Ook de hierna genoemde ondersteunende activiteiten zijn op zichzelf genomen niet voldoende
om voor subsidie in aanmerking te komen, maar kunnen wel een belangrijke bijdrage
aan het project leveren en er als zodanig deel van uitmaken:
-
– ontwikkeling van de lokale hernieuwbare-energiemarkt en lokale energiegerelateerde
bedrijvigheid;
-
– verbetering van de lokale hernieuwbare-energiehuishouding. Hieronder vallen onder
andere:
-
– rehabilitatie en uitbreiding van lokale distributienetten;
-
– verbetering van het beleid van de lokale overheid op het gebied van hernieuwbare energie;
-
– ontwikkeling of verbetering van wet- en regelgeving voor investeerders in hernieuwbare
energie;
-
– bosbouwprojecten voor duurzame biomassa gericht op lokale energievoorziening;
-
– technische assistentie, institutionele ontwikkeling of capaciteitsopbouw, betrekking
hebbend op lokale hernieuwbare-energievoorziening.

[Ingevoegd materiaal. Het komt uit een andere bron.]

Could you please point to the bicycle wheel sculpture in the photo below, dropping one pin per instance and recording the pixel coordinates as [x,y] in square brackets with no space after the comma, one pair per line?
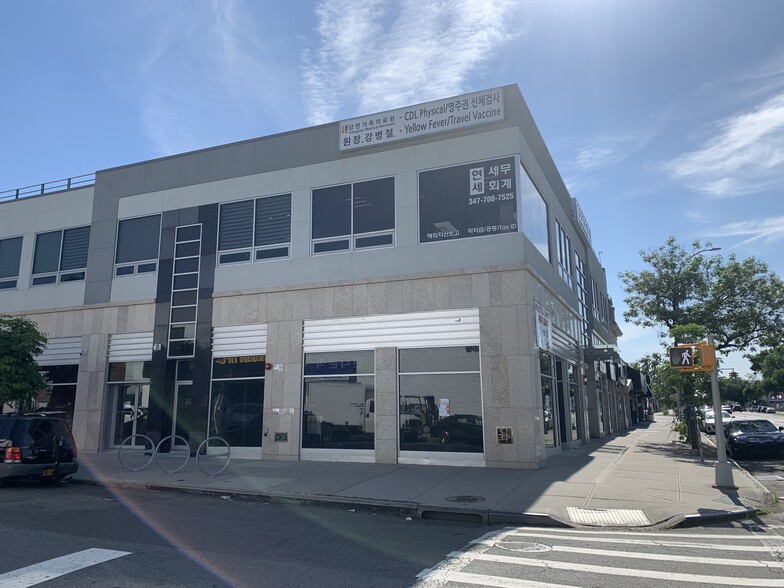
[213,455]
[135,456]
[172,453]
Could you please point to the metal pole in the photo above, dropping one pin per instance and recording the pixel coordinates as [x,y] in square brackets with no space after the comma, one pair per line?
[723,468]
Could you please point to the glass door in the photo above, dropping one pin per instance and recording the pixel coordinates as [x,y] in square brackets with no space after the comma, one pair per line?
[131,404]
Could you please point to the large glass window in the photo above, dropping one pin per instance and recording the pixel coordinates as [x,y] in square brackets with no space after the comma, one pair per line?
[255,230]
[582,295]
[440,400]
[129,393]
[534,220]
[61,256]
[137,245]
[470,200]
[10,255]
[339,400]
[549,412]
[237,400]
[61,395]
[564,254]
[353,216]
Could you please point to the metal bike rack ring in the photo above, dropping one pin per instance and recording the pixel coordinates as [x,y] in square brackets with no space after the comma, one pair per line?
[201,458]
[177,453]
[129,449]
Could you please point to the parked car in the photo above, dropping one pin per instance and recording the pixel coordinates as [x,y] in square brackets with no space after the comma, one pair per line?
[754,437]
[710,421]
[458,427]
[36,446]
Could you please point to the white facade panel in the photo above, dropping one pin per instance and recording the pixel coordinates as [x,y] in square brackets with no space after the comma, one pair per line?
[240,340]
[131,347]
[420,329]
[61,351]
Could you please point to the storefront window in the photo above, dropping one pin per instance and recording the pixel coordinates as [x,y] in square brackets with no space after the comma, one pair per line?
[237,399]
[441,400]
[339,400]
[60,397]
[548,399]
[129,394]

4. Voor subsidie in aanmerking komende partijen
[Regeling vervallen per 01-07-2011]
Aanvragers van subsidie kunnen ondernemingen, NGO’s, kennisinstellingen of lagere
overheden zijn. Een aanvrager of een samenwerkingsverband waar die aanvrager deel
van uitmaakt, kan per openstellingsperiode slechts één aanvraag voor één project indienen.

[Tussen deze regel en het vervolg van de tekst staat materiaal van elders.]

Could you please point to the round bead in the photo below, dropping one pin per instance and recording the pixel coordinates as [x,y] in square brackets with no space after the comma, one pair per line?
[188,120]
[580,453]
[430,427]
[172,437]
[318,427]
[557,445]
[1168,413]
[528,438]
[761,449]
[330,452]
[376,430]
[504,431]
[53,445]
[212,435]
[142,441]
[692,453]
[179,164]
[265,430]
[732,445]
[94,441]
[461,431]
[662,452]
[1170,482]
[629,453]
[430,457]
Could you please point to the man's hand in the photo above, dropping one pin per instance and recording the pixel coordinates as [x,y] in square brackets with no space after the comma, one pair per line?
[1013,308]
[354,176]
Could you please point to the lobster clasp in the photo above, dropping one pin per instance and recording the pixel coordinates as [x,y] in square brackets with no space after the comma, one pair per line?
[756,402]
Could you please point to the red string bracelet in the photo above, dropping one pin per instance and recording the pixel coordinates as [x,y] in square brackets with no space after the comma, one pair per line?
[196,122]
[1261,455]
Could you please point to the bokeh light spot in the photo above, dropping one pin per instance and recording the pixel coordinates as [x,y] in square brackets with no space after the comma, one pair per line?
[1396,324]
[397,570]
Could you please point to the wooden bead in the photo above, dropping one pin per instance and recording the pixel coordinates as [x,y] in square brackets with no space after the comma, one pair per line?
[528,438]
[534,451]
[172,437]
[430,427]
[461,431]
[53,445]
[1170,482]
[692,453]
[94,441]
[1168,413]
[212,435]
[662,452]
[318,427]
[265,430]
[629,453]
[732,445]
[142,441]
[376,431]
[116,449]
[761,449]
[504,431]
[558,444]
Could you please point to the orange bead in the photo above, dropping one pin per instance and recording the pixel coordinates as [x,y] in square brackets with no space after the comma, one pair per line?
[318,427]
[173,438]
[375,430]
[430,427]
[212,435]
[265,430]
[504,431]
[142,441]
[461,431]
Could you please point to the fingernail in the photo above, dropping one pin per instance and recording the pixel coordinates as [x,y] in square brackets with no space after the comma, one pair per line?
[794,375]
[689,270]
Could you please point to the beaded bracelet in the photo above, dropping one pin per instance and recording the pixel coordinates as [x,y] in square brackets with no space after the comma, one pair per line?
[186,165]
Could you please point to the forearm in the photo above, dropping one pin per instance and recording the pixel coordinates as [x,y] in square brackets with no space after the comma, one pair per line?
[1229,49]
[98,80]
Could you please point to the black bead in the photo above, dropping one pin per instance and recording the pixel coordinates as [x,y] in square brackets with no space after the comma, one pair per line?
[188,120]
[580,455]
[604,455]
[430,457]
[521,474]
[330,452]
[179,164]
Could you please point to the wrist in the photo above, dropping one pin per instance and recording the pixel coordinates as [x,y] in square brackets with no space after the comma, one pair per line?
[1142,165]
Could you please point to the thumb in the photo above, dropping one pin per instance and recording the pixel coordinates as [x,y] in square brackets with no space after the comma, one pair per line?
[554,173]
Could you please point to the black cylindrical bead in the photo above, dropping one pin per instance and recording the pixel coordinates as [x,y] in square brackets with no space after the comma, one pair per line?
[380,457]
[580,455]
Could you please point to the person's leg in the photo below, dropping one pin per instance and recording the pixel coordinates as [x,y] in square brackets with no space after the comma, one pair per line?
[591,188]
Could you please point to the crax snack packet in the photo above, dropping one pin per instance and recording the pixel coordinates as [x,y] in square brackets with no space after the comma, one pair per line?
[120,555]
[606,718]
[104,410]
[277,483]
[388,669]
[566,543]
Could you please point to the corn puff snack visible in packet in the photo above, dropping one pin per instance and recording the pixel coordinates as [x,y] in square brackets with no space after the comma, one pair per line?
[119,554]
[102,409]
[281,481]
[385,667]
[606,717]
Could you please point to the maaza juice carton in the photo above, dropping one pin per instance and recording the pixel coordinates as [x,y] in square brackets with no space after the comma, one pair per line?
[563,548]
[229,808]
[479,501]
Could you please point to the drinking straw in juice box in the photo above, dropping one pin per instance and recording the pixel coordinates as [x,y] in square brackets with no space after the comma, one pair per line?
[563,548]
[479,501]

Een NGO, een non-gouvernementele organisatie, is een organisatie met rechtspersoonlijkheid,
onafhankelijk van de overheid, die zich richt op een of meer maatschappelijk belangen
in het kader van het bevorderen van ontwikkelingswerk in ruime zin. In het kader van
de onderhavige beleidsregels dient de NGO zich (mede) te richten op armoedebestrijding
en/of milieudoelstellingen.
Het begrip ‘kennisinstelling’ omvat de Nederlandse universiteiten, hogescholen en
onderzoeksinstellingen, bedoeld in de Wet op het hoger onderwijs en wetenschappelijk onderzoek (WHW), de onderwijsinstellingen bedoeld in de Wet educatie en beroepsonderwijs alsmede de geheel of gedeeltelijk met overheidsgelden gefinancierde onderzoeksinstituten,
voor zover niet reeds bedoeld in de WHW, zoals de grote technologische instituten,
TNO, NWO e.d. Ook andere instellingen buiten Nederland kunnen door de Minister als
kennisinstelling in de zin van deze beleidsregels worden aangemerkt. Dat kan elke
andere instelling betreffen die relevante en kwalitatief gelijkwaardige onderwijs-
of onderzoeksactiviteiten ontplooit als Nederlandse kennisinstellingen.

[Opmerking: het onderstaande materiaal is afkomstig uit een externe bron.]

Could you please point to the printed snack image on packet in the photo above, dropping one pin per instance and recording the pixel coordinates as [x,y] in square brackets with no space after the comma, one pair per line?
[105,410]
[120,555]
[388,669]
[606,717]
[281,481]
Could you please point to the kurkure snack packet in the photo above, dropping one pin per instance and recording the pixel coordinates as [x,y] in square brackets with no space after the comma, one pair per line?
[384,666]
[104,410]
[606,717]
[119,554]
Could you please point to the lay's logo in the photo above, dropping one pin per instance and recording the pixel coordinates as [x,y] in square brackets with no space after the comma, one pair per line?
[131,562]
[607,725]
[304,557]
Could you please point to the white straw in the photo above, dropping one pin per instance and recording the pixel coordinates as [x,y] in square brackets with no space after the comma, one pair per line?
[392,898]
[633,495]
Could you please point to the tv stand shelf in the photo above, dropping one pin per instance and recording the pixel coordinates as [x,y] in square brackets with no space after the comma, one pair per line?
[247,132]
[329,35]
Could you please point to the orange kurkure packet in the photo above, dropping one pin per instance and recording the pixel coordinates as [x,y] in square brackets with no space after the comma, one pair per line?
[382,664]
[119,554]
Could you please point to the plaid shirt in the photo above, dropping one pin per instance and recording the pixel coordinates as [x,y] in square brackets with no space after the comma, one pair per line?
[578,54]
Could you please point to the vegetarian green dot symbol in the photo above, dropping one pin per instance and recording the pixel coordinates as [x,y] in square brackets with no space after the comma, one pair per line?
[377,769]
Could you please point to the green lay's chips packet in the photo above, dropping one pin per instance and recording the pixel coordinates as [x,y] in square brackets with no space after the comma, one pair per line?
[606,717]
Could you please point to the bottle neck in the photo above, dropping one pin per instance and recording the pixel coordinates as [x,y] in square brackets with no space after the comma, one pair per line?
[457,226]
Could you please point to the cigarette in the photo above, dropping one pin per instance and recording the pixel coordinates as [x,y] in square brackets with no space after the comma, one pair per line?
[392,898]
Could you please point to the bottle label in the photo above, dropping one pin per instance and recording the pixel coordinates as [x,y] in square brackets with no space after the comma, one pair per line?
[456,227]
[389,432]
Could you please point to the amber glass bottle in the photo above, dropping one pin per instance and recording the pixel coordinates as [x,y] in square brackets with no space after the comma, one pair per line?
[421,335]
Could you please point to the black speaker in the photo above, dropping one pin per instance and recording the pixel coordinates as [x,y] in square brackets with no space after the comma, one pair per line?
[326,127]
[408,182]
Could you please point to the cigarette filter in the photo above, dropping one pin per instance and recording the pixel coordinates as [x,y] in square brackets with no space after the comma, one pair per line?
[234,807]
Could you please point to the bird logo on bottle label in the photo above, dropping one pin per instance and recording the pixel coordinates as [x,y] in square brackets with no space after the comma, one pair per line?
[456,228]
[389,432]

Het begrip ‘lagere overheden’ omvat alle op lokaal of regionaal niveau opererende
overheidsstructuren, derhalve niet de nationale structuren.
De subsidie aan een aanvrager die op het moment van de aanvraag niet reeds tenminste
twee jaar gevestigd is in het land waar het project wordt uitgevoerd, wordt uitsluitend
verleend indien ten minste één lokale partner actief bij het project is betrokken.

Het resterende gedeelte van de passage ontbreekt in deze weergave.